Regarding Facebook (and perhaps a few others), their rating seems misleading. Although they may only have 4 trackers on their own site, they have trackers spread all over the web at other sites. I'm seeing more and more "log in with Facebook" on various sites. I didn't realize the dictionary sites were so popular. I tend to just look up a new word on a general search engine. Often I don't have to visit another site after that, as the definition is usually there in the summaries of the search results.
Also interesting is the "Web Privacy Census" from the Univ of California Berkeley Center for Law and Technology -http://www.law.berkeley.edu/privacycensus.htm- They've been tracking trackers since 2009, and say that they'll release quarterly updates.
Yes, plus flash cookies, HTML5 storage, etc. The summary at -http://en.wikipedia.org/wiki/Zombie_cookie- is pretty good.
Jeezus that is sick. I assume that using Sandboxie and Shadow Defender can defeat these cookies. This should be illegal.
A friend who I met here got me started on Ra's Fnord. It was so easy I couldn't believe it. But I have a lot to learn about VM's. You mentioned using different VMs for different identities. I think that is the way to go. And you also mentioned using more than one VPN. So do you run a VPN for your system and then run another one from within a VM?
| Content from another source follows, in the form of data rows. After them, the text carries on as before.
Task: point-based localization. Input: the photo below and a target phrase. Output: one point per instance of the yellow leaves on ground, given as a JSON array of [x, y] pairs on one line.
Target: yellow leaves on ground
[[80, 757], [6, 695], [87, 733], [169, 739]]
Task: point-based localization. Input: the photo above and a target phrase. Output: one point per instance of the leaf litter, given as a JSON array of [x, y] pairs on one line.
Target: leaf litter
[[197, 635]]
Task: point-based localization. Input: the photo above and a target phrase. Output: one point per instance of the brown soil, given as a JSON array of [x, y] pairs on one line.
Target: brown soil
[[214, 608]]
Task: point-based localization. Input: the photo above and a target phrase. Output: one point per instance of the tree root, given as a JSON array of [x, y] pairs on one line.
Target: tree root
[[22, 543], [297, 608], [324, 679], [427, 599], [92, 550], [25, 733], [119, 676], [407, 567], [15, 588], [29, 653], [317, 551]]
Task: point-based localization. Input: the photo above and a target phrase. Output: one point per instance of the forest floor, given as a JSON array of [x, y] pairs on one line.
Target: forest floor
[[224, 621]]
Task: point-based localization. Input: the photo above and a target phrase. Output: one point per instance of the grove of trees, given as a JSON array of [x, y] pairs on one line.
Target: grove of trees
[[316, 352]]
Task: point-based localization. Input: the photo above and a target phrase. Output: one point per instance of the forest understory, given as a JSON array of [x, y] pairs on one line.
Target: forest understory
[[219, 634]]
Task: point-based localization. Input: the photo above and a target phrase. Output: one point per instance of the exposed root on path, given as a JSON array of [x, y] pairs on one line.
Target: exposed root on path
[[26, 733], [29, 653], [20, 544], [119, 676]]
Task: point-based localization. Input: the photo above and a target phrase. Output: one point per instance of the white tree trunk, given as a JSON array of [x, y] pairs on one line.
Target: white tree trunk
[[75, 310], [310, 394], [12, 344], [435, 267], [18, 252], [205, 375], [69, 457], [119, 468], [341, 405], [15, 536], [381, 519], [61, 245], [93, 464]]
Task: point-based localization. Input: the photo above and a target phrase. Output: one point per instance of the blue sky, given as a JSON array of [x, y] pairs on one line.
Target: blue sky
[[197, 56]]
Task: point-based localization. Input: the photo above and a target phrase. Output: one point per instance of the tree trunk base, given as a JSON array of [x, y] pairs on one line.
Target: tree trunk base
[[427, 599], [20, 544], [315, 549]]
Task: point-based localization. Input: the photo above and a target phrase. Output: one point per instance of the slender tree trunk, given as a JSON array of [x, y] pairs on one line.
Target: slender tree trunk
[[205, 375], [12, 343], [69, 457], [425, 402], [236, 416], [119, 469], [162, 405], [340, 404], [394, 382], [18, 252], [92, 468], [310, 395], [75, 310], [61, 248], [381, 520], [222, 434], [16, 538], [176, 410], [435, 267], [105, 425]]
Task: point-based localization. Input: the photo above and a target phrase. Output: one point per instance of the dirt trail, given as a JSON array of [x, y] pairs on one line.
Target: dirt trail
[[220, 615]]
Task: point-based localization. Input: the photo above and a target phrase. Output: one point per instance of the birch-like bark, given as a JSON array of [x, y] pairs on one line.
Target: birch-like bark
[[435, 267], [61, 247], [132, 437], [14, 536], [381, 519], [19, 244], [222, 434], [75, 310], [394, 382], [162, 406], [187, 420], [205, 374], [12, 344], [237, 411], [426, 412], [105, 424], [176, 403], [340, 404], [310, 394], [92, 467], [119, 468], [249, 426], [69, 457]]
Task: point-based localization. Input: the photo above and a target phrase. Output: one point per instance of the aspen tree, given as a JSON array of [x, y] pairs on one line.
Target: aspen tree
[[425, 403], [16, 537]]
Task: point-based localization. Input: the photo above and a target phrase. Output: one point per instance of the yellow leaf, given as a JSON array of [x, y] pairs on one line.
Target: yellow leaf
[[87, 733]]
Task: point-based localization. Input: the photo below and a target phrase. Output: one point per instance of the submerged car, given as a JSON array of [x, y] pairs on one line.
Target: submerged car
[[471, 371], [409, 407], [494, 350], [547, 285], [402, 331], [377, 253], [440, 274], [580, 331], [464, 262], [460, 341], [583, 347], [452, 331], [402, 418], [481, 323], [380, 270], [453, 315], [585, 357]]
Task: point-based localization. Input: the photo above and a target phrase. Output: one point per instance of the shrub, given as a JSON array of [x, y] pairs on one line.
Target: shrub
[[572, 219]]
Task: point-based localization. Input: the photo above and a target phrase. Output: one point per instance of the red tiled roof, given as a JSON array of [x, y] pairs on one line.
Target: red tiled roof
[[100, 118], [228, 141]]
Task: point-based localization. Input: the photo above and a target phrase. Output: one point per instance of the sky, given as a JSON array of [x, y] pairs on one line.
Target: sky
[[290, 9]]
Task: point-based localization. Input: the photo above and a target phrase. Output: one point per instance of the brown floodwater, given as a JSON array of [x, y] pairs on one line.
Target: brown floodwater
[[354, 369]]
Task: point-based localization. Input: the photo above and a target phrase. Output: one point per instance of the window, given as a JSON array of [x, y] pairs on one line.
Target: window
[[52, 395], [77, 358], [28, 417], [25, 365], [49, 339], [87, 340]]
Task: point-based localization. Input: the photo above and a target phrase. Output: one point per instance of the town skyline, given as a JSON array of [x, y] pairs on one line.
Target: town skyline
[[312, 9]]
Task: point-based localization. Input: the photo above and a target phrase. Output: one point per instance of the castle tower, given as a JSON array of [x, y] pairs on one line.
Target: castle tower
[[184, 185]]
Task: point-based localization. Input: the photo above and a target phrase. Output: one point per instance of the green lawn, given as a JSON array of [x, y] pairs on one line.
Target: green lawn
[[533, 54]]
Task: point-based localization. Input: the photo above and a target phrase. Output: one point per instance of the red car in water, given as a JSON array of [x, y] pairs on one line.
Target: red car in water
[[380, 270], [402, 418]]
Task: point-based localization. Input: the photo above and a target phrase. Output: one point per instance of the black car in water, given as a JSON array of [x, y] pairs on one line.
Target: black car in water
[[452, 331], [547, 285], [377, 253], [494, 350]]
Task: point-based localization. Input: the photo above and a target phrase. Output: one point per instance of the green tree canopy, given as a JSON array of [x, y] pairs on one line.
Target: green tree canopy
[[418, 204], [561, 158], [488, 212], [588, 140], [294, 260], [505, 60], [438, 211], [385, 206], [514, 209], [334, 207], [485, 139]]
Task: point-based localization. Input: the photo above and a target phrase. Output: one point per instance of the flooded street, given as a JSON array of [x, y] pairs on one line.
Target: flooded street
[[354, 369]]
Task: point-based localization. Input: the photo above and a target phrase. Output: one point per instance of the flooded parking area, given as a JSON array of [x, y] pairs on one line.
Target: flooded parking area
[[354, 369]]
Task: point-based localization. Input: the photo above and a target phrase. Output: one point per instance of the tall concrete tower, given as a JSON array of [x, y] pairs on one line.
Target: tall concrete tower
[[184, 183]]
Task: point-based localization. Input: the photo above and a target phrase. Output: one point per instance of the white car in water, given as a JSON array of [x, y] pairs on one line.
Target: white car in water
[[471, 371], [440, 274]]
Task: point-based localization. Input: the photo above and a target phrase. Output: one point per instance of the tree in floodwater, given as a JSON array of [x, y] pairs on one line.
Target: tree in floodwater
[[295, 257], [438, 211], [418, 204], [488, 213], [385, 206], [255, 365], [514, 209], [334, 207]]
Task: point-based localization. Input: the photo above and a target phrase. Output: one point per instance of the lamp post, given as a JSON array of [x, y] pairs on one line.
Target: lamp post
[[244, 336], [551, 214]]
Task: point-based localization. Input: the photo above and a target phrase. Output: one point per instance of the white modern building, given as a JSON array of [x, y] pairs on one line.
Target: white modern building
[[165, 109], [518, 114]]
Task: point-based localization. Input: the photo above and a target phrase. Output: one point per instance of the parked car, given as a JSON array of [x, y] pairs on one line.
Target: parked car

I've done that. My main system now runs several pfSense VMs. Each runs a different VPN/route client. Some "outer" VPNs only connect directly. Other "inner" VPNs, which I pay for "anonymously", only connect via outer VPNs. Generally, each "workstation" VM always uses the same inner VPN/route. Sometimes I also run VPNs in workstation VMs, giving me three levels of VPN nesting.